In this post, I would like to explore the group dynamics I have observed as a member of several FB groups. These groups are formed by anyone and everyone within the FB community. Membership can be open, restricted to invitees, or managed by the originators of the group.
The discussions on the groups related to professional development and interests have remained largely just that: professional in focus. Nevertheless, the contributions represent the views of the individuals who put them forward and there is no observance of corporate, national or sector-specific boundaries. To date, I have not received any personal messages from anyone off the back of any of these groups.
The group for my church was (perhaps predictably) created by some of the younger members. In a very short space of time there were about 30 members. Most of those were under 25, but there were a handful of greyer/balder heads, including the parents of some of those under 25s. In quick succession, two contradictory things happened: one young member urged for discussions that focused on matters that would encourage participation from and increased membership among “the over 20s”, while another of them asked her parents to leave the group because they shouldn’t be trying to “muscle in” on something that was intended for younger people. They did. So much for FB being a great leveller!
The great FB race
The Great Facebook Race – Africans, which I joined out of a sense of loyalty, thinking that the largely unconnected continent could do with a boost from her expats, has been a real eye-opener. The interracial vitriole on the discussion boards has driven away no fewer than 30 members in the last week. My own membership is unlikely to last much longer. Like many other white members of the group, I have been advised in no uncertain terms that I am not African – that Africans are black, and that white members should leave and join the European group where they belong. Oh dear – I guess that leaves only the descendants of Native American tribes for the American team ;-)
Just for fun, I also recently joined a group that glories in the name Unlike 99.99% of the Facebook population, I was born in the 60s. Unlike other members of this group, it had not been my perception that FB (unlike MySpace) was a place for youngsters - perhaps because most of my first FB friends were people I had encountered in the edublogosphere. Nevertheless it has been fun to take the odd amble down memory lane.
The impression of FB as a space for younger people is certainly given in the membership of my high school’s past pupils’ group, however, where I am old enough to be the mother of most of the other members! So far, I have managed to persuade the two of my erstwhile classmates with whom I am in regular contact to join, but the rest are difficult to track down, due largely to the fact that I don’t know their married surnames (I was at a single sex school). However, our school is the sister school to one of those boys’ schools with strong traditions. Men from around the world still send their sons back to Dale College, regardless of where they are based, and their daughters, by extension, wind up at KHS (no website). It has been interesting, if slightly surreal, to confirm with many bearers of familiar surnames that I was indeed at school with their fathers.

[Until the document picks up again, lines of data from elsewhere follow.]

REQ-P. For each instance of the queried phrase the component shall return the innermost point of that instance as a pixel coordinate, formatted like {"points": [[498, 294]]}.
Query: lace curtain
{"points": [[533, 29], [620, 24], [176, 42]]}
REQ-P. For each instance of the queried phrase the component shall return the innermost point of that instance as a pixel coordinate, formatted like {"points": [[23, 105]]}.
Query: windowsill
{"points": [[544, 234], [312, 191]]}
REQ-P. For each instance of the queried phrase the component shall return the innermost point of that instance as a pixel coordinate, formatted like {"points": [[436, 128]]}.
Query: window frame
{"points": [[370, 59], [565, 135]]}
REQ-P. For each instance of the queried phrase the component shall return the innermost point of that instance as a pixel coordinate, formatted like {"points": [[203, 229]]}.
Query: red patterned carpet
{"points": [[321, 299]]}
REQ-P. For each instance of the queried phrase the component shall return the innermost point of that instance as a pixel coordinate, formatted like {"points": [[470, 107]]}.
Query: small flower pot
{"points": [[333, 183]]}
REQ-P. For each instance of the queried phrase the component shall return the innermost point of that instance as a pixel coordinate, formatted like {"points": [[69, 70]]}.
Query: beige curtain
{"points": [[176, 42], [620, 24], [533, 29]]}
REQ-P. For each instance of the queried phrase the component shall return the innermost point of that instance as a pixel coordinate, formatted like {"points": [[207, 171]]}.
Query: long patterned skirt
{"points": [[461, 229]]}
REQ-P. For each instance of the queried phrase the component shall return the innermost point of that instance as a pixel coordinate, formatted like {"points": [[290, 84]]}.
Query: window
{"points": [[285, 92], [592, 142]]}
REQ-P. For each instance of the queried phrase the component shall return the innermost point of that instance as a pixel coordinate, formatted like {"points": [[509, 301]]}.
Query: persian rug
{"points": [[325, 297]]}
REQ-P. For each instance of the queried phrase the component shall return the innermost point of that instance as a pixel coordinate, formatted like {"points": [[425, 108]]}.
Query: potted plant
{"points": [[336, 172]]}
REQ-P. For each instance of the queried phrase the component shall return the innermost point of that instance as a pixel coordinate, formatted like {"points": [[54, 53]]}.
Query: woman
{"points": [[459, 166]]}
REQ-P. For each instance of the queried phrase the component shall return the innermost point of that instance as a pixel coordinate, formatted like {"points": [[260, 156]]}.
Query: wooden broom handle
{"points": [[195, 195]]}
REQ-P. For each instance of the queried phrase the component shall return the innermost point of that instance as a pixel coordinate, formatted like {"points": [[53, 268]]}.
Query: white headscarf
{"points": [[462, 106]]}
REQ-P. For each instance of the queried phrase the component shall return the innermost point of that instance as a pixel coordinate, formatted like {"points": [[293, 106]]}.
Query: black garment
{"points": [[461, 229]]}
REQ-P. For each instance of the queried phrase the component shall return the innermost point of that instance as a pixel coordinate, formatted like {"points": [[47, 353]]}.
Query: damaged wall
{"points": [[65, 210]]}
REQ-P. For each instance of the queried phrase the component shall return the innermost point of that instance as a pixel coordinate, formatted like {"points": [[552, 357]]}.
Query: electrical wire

I guess it’s fair (and rather obvious) to say that the group dynamics within FB are as varied as those in other situation. However, people can often be braver remotely than they might be in person, saying things – both harsh and kind – to each other through messages that they wouldn’t dream of saying f2f. I’m still trying to decide whether this is a plus or a minus. I guess my view fluctuates on whether I have been at the receiving end of something unexpectedly kind or undeservedly cruel.